Mais ce sont moins les réflexions pragmatiques que les émotions qui font la différence pour Nina et Tom. Ils veulent se faire la promesse la plus solennelle que puissent se faire deux personnes qui s’aiment: s’aimer et s’être fidèles pour toujours. Accompagnés de leurs témoins et leurs parents, ils se rendent à l’office d’état civil la veille de la fête de leur mariage et se marient officiellement. Il fait un temps de rêve pour le barbecue géant au bord du lac. Ils font la fête jusqu’au petit matin et à part le témoin tombé dans l’eau, la fête a été aussi grandiose qu’ils l’avaient imaginée.
Que se passe-t-il au niveau de la caisse de pension après le mariage?
Pendant que Nina et Tom sont au Canada pour leur voyage de noces, l’administration poursuit son travail. Les employeurs de Tom et Nina déclarent à leurs caisses de pension qu’ils se sont mariés. Les caisses de pension déterminent l’avoir de vieillesse (prestation de libre passage) que Tom et Nina ont épargné à la date de leur mariage. C’est une étape utile en cas de divorce pour déterminer, pour chacun des époux, de combien l’avoir de vieillesse a augmenté pendant le mariage.
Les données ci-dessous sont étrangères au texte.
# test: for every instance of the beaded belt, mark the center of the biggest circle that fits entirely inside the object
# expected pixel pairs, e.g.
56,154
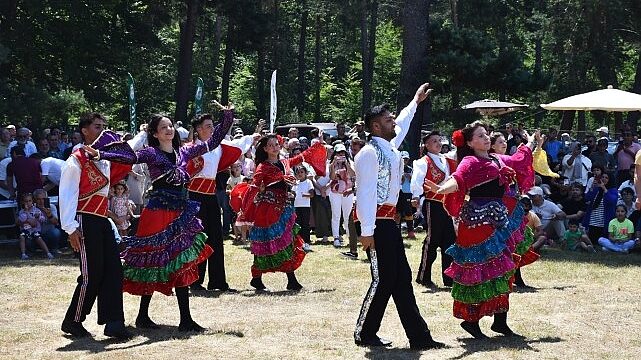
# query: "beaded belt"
491,213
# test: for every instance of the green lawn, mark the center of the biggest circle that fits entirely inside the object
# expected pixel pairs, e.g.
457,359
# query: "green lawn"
586,306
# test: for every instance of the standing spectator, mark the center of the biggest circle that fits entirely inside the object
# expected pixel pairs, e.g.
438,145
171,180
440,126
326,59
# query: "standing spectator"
76,138
601,203
552,217
341,196
601,157
590,143
603,132
51,234
625,154
576,167
29,221
54,146
26,172
51,170
553,147
22,138
340,135
5,140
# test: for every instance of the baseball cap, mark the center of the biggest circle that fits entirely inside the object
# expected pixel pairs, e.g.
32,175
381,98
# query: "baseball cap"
535,190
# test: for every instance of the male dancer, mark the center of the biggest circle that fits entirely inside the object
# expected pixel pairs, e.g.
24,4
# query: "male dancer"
440,229
202,188
84,187
380,236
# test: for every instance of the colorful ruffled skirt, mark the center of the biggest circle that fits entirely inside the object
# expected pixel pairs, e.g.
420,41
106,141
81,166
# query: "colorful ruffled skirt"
168,246
274,238
492,242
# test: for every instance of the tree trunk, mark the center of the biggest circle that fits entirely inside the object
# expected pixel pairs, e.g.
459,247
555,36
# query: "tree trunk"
300,96
186,58
317,70
215,53
633,116
227,66
260,86
414,71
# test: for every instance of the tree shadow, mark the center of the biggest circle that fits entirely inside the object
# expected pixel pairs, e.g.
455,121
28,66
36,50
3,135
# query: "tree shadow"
474,346
604,258
141,338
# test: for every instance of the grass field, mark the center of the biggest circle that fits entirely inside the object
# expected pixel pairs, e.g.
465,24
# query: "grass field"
585,306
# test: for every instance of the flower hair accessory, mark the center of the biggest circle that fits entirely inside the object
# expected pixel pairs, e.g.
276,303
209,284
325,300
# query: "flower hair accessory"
457,138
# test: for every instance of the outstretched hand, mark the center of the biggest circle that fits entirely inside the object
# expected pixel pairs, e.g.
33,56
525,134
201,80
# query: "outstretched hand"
422,93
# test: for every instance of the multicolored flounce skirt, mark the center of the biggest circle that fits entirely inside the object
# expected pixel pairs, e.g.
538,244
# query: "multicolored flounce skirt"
492,242
274,238
168,246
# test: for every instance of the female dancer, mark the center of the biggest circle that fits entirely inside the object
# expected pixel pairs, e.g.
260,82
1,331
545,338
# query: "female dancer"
169,243
274,240
492,240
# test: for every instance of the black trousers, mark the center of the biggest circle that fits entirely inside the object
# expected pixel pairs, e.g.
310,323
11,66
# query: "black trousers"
302,219
391,277
100,273
440,234
209,214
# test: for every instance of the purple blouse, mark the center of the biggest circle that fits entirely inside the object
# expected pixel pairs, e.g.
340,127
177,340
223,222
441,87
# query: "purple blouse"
158,163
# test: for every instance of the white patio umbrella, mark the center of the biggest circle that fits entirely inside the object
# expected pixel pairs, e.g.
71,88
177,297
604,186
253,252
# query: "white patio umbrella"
488,107
609,99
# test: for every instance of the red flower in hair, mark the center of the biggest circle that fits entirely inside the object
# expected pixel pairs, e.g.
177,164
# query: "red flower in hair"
457,138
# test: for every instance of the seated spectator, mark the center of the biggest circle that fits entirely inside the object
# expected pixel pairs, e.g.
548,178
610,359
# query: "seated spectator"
574,205
601,157
26,172
51,170
575,239
534,223
620,233
22,138
51,233
629,183
576,167
30,219
552,217
626,197
54,145
601,203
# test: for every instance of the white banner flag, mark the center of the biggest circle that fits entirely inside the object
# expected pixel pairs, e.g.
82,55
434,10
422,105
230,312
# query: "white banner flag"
272,107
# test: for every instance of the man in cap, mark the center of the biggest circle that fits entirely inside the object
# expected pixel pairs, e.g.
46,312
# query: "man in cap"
551,215
576,166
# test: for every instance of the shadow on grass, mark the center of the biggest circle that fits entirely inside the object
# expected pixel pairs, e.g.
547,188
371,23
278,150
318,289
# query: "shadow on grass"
603,258
474,346
142,337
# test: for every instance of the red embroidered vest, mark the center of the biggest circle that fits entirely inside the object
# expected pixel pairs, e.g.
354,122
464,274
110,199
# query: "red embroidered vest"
437,176
92,180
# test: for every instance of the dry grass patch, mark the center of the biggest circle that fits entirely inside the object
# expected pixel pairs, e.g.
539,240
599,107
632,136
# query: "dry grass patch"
585,306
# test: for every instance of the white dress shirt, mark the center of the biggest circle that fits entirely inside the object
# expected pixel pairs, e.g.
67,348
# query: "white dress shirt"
419,172
366,167
69,191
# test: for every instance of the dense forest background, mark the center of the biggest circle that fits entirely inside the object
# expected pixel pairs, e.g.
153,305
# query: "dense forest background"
334,58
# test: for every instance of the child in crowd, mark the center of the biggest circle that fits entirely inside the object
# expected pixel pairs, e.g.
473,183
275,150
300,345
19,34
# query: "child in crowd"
574,238
30,219
304,191
621,233
235,179
120,207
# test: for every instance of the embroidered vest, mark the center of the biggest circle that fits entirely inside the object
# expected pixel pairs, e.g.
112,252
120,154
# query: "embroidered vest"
384,173
437,176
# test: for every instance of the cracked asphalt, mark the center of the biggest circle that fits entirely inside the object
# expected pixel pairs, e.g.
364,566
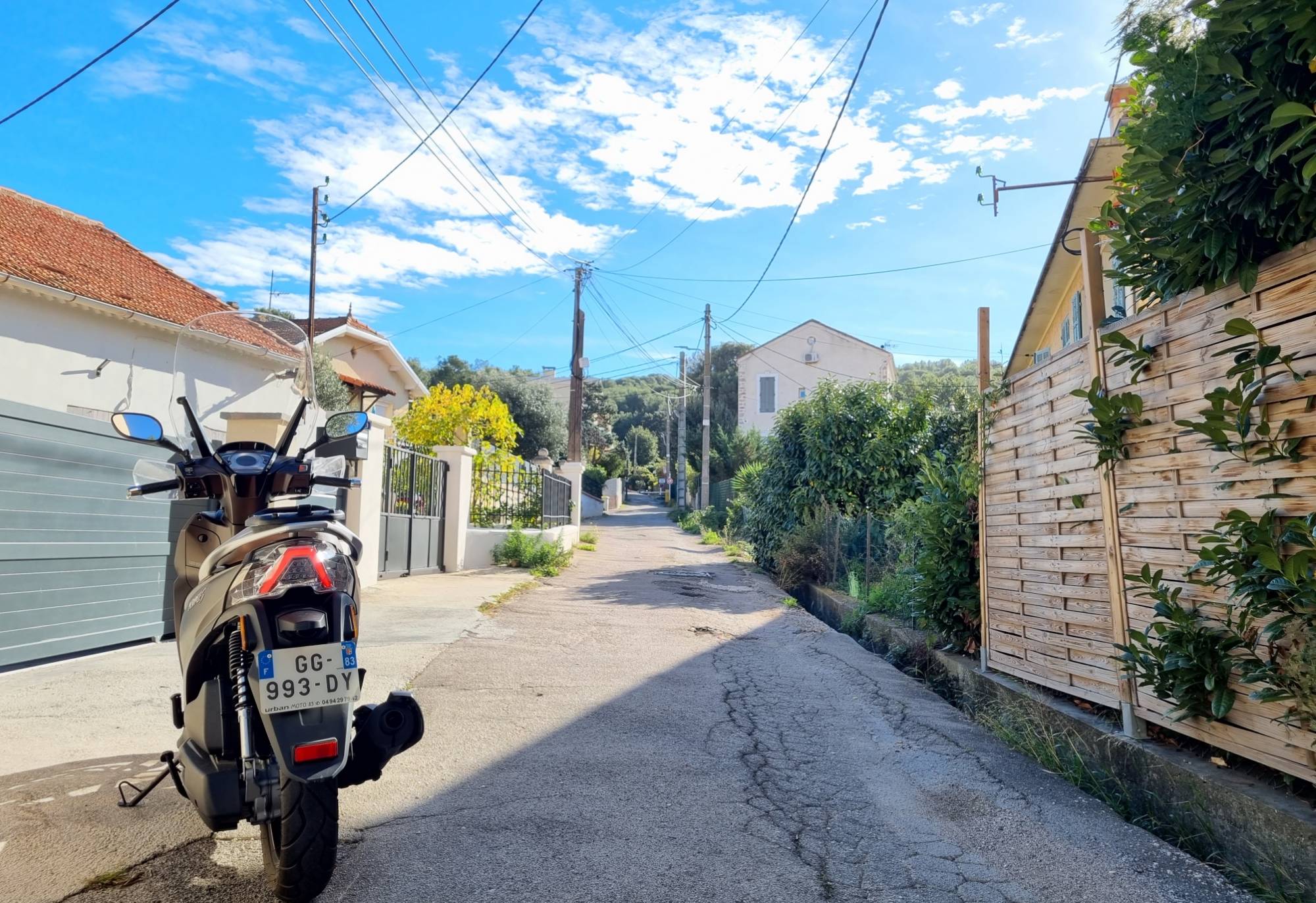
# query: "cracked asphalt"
656,726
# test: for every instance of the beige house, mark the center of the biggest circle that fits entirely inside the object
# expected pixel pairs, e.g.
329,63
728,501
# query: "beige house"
374,372
789,368
1053,321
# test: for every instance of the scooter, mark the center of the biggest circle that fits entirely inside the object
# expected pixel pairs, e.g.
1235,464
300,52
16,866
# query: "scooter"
268,621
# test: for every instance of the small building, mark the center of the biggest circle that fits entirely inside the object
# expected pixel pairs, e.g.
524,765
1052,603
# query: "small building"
789,368
1053,319
374,372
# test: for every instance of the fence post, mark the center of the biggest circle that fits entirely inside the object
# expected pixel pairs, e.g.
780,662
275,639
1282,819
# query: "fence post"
1094,311
984,382
457,503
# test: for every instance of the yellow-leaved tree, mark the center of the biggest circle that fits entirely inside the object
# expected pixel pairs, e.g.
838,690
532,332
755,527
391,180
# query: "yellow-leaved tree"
461,415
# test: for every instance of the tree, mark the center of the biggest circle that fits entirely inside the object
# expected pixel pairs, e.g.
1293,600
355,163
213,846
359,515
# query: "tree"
461,415
643,446
331,394
543,421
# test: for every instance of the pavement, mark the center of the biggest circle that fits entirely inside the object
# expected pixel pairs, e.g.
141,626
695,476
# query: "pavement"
655,726
80,727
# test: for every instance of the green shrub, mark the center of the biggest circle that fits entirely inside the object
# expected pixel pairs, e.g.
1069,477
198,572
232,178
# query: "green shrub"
536,555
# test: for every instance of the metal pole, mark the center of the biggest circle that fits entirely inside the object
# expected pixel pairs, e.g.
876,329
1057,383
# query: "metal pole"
681,439
709,407
576,419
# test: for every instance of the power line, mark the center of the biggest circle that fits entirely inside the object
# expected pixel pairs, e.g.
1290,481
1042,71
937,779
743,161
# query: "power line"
819,164
721,132
453,110
777,131
830,276
90,64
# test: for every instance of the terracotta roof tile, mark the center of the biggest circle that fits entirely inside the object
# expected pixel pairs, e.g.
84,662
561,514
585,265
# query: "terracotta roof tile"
56,248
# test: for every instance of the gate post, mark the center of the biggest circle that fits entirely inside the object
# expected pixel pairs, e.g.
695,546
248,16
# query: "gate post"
457,502
364,505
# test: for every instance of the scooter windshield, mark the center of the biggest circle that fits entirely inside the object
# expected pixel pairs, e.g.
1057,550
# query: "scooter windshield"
244,374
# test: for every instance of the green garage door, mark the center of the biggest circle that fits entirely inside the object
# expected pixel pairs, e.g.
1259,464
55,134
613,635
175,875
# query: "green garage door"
82,568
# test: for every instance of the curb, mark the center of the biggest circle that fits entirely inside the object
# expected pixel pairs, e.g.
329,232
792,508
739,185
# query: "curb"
1253,833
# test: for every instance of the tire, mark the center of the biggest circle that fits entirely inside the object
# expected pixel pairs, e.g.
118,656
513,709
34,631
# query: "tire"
299,848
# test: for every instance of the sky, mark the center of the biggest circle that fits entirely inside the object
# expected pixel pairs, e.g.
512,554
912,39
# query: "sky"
667,144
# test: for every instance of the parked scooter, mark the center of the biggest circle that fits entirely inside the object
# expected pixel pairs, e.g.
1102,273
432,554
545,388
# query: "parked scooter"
266,606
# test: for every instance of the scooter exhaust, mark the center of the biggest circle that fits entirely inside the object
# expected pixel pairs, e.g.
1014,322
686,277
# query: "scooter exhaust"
382,733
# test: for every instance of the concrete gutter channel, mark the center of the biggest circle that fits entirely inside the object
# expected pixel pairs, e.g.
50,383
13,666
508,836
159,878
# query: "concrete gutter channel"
1222,817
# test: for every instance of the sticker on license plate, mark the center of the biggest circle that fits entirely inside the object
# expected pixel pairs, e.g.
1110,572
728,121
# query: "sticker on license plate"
307,677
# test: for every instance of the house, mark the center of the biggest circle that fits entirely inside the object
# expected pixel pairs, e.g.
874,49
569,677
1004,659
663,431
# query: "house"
1053,319
377,374
89,323
789,368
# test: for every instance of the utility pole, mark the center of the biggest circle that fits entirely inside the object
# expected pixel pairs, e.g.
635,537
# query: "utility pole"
576,418
709,403
681,439
318,220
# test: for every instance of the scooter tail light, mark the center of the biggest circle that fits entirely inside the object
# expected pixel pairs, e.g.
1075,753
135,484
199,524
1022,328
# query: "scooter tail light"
280,568
316,751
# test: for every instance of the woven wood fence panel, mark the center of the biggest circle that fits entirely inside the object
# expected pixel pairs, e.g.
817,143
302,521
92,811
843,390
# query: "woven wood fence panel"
1172,489
1048,593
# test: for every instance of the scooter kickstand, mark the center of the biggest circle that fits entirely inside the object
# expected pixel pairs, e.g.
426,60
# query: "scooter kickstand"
140,793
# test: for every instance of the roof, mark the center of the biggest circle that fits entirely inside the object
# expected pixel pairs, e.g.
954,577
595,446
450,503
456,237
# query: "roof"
1085,202
819,323
56,248
330,324
363,384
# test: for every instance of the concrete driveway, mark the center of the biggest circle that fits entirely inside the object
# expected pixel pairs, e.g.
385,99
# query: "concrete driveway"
655,726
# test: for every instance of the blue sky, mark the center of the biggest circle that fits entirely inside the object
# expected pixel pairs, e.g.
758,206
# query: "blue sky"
199,142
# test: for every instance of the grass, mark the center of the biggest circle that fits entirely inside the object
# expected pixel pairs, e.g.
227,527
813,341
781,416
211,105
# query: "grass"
113,879
493,605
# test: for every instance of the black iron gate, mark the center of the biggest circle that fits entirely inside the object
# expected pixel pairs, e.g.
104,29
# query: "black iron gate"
411,514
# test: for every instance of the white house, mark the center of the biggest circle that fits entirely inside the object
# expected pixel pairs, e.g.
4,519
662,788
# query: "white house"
789,368
89,324
378,376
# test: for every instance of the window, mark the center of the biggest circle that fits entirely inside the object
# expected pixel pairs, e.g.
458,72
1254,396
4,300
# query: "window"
768,394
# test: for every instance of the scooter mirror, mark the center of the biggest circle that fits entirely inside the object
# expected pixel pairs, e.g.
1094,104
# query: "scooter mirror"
348,423
140,427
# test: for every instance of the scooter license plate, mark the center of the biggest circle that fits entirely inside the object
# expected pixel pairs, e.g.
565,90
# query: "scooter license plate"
307,677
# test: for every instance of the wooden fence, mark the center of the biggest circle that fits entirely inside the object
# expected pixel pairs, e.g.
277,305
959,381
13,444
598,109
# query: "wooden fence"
1055,597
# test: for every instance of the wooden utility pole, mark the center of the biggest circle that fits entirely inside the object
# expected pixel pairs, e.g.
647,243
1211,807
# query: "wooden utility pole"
315,243
709,406
681,439
577,413
984,384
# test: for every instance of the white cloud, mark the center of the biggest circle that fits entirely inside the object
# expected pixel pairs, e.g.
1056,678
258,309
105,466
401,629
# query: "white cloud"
949,90
1010,109
1018,38
976,15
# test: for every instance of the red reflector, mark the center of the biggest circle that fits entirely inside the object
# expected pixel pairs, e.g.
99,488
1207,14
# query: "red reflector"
315,752
291,555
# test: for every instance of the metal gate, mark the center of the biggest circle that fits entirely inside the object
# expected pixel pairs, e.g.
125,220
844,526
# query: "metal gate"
411,527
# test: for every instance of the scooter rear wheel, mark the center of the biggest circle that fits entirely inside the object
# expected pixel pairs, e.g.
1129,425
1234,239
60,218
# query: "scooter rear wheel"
301,847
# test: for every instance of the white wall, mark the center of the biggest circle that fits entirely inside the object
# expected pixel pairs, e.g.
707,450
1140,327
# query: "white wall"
49,351
842,359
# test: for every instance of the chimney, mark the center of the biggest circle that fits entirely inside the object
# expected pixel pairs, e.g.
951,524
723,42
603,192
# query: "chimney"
1117,97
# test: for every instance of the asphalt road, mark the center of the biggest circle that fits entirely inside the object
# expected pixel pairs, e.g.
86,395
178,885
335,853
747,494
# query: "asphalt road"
655,726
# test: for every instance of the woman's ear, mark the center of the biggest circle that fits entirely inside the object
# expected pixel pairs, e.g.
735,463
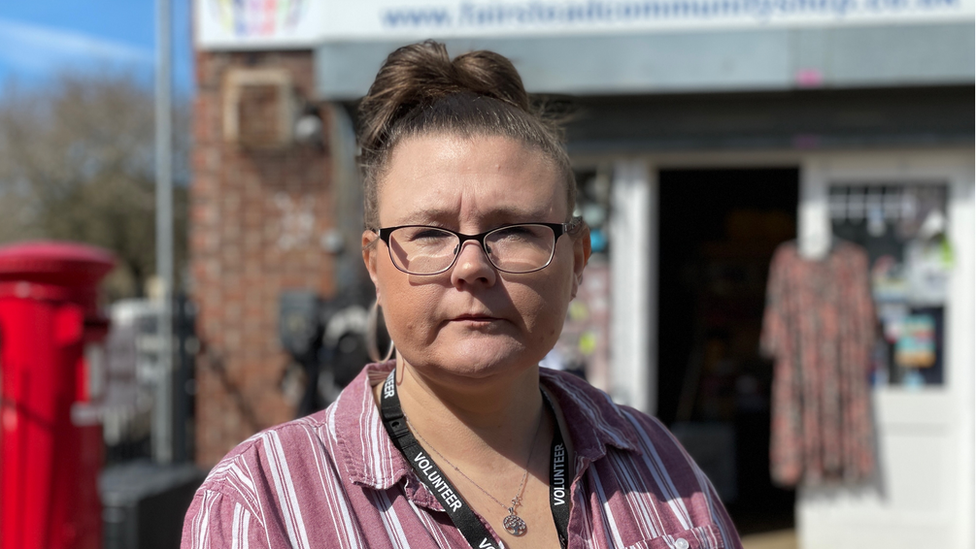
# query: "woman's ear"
581,256
370,256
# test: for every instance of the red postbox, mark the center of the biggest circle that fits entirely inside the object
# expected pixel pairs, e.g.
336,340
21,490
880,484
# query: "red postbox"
50,441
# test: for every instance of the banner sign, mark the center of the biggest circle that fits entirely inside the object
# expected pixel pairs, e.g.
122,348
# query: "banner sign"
384,19
304,23
259,24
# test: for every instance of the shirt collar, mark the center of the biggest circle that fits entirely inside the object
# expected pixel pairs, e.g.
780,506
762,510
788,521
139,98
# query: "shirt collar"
370,459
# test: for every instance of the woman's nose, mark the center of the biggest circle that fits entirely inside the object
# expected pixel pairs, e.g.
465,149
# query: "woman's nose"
472,266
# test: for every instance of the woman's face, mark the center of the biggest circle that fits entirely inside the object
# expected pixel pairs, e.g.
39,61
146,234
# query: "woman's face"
473,321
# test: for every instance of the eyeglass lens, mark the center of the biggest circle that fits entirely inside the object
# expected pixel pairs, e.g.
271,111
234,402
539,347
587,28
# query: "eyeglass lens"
513,249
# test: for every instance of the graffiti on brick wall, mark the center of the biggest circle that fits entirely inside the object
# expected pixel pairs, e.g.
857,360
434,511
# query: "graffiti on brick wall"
296,220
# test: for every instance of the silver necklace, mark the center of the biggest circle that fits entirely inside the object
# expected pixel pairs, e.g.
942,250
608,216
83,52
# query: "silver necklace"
513,523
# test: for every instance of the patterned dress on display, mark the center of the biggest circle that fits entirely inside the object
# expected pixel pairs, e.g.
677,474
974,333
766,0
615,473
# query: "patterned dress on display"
819,327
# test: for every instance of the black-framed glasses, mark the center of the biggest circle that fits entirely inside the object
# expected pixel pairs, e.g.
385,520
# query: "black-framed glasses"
518,249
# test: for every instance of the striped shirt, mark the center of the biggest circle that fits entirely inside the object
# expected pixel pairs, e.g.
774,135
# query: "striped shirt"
335,479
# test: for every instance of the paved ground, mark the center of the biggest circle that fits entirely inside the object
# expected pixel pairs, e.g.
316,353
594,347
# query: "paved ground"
778,539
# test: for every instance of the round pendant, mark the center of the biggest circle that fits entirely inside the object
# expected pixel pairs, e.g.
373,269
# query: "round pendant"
514,525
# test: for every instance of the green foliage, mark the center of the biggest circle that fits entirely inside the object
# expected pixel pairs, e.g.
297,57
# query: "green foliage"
77,163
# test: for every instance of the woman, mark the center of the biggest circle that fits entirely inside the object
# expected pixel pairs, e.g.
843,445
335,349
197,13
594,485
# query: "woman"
461,441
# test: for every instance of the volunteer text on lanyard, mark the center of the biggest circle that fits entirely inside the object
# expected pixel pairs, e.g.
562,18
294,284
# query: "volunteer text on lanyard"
473,530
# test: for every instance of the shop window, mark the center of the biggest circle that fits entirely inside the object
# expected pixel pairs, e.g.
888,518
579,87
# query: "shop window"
903,230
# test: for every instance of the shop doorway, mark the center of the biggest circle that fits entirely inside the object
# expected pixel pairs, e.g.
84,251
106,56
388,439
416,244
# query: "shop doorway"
718,231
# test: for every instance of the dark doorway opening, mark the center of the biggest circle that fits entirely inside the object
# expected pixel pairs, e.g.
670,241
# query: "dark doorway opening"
718,231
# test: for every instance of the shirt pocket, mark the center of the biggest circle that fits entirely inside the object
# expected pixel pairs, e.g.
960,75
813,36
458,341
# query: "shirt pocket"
707,536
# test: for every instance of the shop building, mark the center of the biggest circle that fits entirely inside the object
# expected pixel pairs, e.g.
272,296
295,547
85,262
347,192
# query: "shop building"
704,135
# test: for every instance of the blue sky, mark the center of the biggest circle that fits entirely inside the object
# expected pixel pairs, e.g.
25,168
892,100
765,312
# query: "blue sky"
38,38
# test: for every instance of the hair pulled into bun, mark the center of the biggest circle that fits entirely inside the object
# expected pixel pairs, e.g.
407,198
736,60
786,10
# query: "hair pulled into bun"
420,90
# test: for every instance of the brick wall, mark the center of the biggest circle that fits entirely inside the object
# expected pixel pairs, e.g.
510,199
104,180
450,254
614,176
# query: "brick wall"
257,218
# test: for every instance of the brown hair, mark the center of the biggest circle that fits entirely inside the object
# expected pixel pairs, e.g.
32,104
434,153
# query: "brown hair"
420,90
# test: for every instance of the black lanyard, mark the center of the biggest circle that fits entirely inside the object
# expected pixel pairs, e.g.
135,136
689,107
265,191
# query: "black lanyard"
560,474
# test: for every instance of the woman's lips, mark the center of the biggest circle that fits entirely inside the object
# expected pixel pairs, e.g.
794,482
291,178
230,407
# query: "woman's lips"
474,318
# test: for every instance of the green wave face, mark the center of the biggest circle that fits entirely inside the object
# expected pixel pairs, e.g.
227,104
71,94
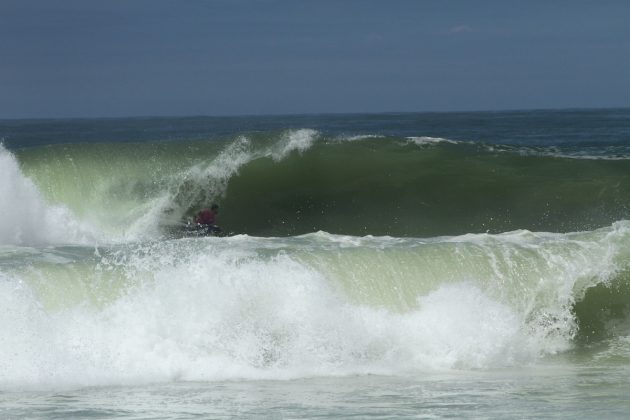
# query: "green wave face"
296,182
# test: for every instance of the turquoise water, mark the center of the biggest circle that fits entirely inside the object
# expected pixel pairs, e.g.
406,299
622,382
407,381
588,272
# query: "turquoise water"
397,265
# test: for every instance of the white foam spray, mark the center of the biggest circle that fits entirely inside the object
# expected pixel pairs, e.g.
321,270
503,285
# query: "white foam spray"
26,219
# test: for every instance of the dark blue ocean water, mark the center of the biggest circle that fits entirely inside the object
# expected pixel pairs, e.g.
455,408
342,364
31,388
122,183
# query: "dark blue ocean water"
597,127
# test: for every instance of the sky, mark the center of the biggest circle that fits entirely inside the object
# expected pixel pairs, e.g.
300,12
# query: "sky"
116,58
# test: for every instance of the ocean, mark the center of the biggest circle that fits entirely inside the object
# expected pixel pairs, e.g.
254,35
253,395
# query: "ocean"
422,265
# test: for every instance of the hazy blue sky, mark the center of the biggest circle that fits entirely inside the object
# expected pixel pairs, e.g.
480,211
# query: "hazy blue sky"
62,58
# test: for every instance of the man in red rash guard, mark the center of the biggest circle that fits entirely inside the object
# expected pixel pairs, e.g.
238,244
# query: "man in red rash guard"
207,217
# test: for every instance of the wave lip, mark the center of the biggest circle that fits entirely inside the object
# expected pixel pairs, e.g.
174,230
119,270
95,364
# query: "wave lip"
26,219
En général, le conjoint divorcé ou la conjointe divorcée participe à la moitié de cet avoir de vieillesse.
Quand Nina et Tom rentrent de leur voyage de noces au bout d’une semaine, les nouvelles attestations de prévoyance sont déjà dans la boîte aux lettres. Leur testament est lui aussi prêt, ils ont rempli les directives anticipées et ont souscrit une assurance risque-vie pour se couvrir mutuellement. Quoi qu’il arrive, Tom et Nina peuvent aborder l’avenir avec sérénité.
Remarque: depuis le 1er juillet 2022, les partenaires de même sexe peuvent se marier. Pour cette raison, il n’est plus possible de conclure de nouveaux partenariats enregistrés. Les partenariats existants peuvent être convertis en mariage. Les différences juridiques concernent notamment la naturalisation, l’adoption et la procréation médicalement assistée.